On a l'habitude de penser aux autres à travers les
grilles commodes de l'entendement catégorique. Fred
Forest n'échappe pas à la règle. Ce théoricien
praticien de l'art sociologique, co-fondateur de l'esthétique
de la communication est un artiste multimédia dont
le travail s'est exercé sur différents supports,
dans la parfaite logique de sa méthode et dans la perspective
directe de sa démarche qui est une investigation sur
le champ global de la communication.
Si
l'on s'en tient à son utilisation de la vidéo
en tant qu'agent de langage, force nous est de reconnaître
que les activités de Fred Forest en ce domaine, depuis
1968, sont considérables et le placent au tout premier
rang des artistes vidéos français comme pionnier.
Il est en tout cas le premier Français à avoir
pressenti la logique et la cohérence interne du médium
et d'avoir franchi le pas qui sépare la nostalgie de
la prise de vue esthétique ou esthétisante de
l'ouverture du langage des mass media, la prise directe sur
l'information conçue comme un tout, comme la matière
première d'une possible expressivité individuelle.
Il a échappé à l'écueil technique
qui l'aurait voué à une recherche para scientifique
totalement désincarnée.

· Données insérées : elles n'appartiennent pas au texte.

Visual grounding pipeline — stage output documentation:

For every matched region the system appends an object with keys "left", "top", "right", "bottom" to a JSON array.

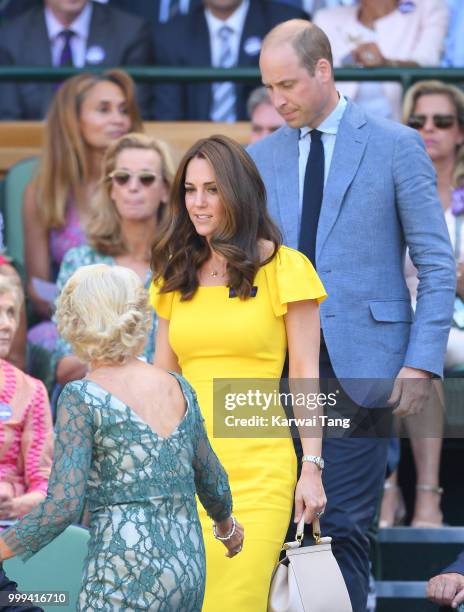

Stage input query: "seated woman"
[
  {"left": 0, "top": 275, "right": 53, "bottom": 521},
  {"left": 23, "top": 70, "right": 142, "bottom": 351},
  {"left": 55, "top": 134, "right": 174, "bottom": 385},
  {"left": 381, "top": 81, "right": 464, "bottom": 528},
  {"left": 0, "top": 264, "right": 243, "bottom": 612},
  {"left": 0, "top": 213, "right": 27, "bottom": 370}
]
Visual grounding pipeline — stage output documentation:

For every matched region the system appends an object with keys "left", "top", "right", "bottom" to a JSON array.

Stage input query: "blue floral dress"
[
  {"left": 2, "top": 374, "right": 232, "bottom": 612},
  {"left": 53, "top": 245, "right": 158, "bottom": 365}
]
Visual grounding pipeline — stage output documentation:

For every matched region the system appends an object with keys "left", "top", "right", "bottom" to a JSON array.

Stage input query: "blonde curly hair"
[{"left": 55, "top": 264, "right": 151, "bottom": 365}]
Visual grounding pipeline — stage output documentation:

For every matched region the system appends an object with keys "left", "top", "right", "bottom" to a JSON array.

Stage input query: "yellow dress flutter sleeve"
[
  {"left": 148, "top": 279, "right": 174, "bottom": 320},
  {"left": 265, "top": 246, "right": 327, "bottom": 316}
]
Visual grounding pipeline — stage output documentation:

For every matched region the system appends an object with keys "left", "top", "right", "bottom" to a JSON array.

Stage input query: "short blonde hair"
[
  {"left": 34, "top": 70, "right": 143, "bottom": 229},
  {"left": 86, "top": 132, "right": 175, "bottom": 256},
  {"left": 55, "top": 264, "right": 151, "bottom": 365},
  {"left": 0, "top": 272, "right": 24, "bottom": 323}
]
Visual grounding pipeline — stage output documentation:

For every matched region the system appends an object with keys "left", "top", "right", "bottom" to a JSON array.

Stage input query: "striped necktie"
[{"left": 211, "top": 25, "right": 236, "bottom": 123}]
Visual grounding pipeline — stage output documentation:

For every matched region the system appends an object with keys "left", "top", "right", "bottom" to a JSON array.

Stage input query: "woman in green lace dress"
[{"left": 0, "top": 264, "right": 243, "bottom": 612}]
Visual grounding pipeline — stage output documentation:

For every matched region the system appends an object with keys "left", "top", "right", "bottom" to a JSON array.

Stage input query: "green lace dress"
[{"left": 1, "top": 375, "right": 232, "bottom": 612}]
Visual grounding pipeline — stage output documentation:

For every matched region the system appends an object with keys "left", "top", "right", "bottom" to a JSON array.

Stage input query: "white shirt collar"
[
  {"left": 205, "top": 0, "right": 250, "bottom": 36},
  {"left": 45, "top": 2, "right": 92, "bottom": 41},
  {"left": 300, "top": 94, "right": 347, "bottom": 138}
]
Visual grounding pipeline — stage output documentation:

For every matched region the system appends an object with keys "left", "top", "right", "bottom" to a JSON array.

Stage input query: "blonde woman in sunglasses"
[
  {"left": 54, "top": 133, "right": 174, "bottom": 385},
  {"left": 380, "top": 81, "right": 464, "bottom": 528}
]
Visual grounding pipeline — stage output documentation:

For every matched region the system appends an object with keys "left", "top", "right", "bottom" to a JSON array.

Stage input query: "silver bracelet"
[{"left": 213, "top": 514, "right": 237, "bottom": 542}]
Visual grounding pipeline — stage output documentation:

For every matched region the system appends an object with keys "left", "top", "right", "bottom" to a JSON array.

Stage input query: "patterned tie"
[
  {"left": 211, "top": 25, "right": 236, "bottom": 123},
  {"left": 298, "top": 130, "right": 324, "bottom": 267},
  {"left": 58, "top": 30, "right": 75, "bottom": 66}
]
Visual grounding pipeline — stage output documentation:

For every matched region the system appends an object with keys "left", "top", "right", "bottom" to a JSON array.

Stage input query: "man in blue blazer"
[
  {"left": 154, "top": 0, "right": 305, "bottom": 121},
  {"left": 249, "top": 20, "right": 455, "bottom": 612},
  {"left": 427, "top": 551, "right": 464, "bottom": 608}
]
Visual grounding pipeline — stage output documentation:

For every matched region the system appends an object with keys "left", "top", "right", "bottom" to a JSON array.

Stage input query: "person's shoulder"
[
  {"left": 3, "top": 361, "right": 47, "bottom": 403},
  {"left": 247, "top": 125, "right": 296, "bottom": 157},
  {"left": 348, "top": 101, "right": 420, "bottom": 140}
]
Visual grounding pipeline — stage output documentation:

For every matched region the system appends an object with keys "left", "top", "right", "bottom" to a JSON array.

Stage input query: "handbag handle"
[{"left": 295, "top": 515, "right": 321, "bottom": 546}]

Il a donné une
vie, une sensibilité, une saveur poétique aux
dispositifs multimédias. Cet apport personnel se traduit
par une abondante production artistique où l'humain
est privilégié à tous les stades de la
communication. J'en sais quelque chose, pour avoir collaboré
avec lui à plusieurs reprises. Ce sens de l'humain
chez Fred Forest, au-delà des bonheurs de l'intuition
c'est un supplément d'âme qui passe dans le son
et l'image.
C'est
de la poésie encore !
Au
sein des technologies galopantes, au moment où le processus
technique atteint des zones d'immatérialité
fascinantes, mais aussi combien dangereuses pour un équilibre
de la conscience, alors il est indispensable que l'homme reste
au cœur de toute cette évolution et de toute la science
en général. L'humanisme de masse de Fred Forest
nous permet ce grand espoir.
Yves
Klein avait prévu la grande aventure de l'immatériel
et s'était lui-même aventuré dans le vide.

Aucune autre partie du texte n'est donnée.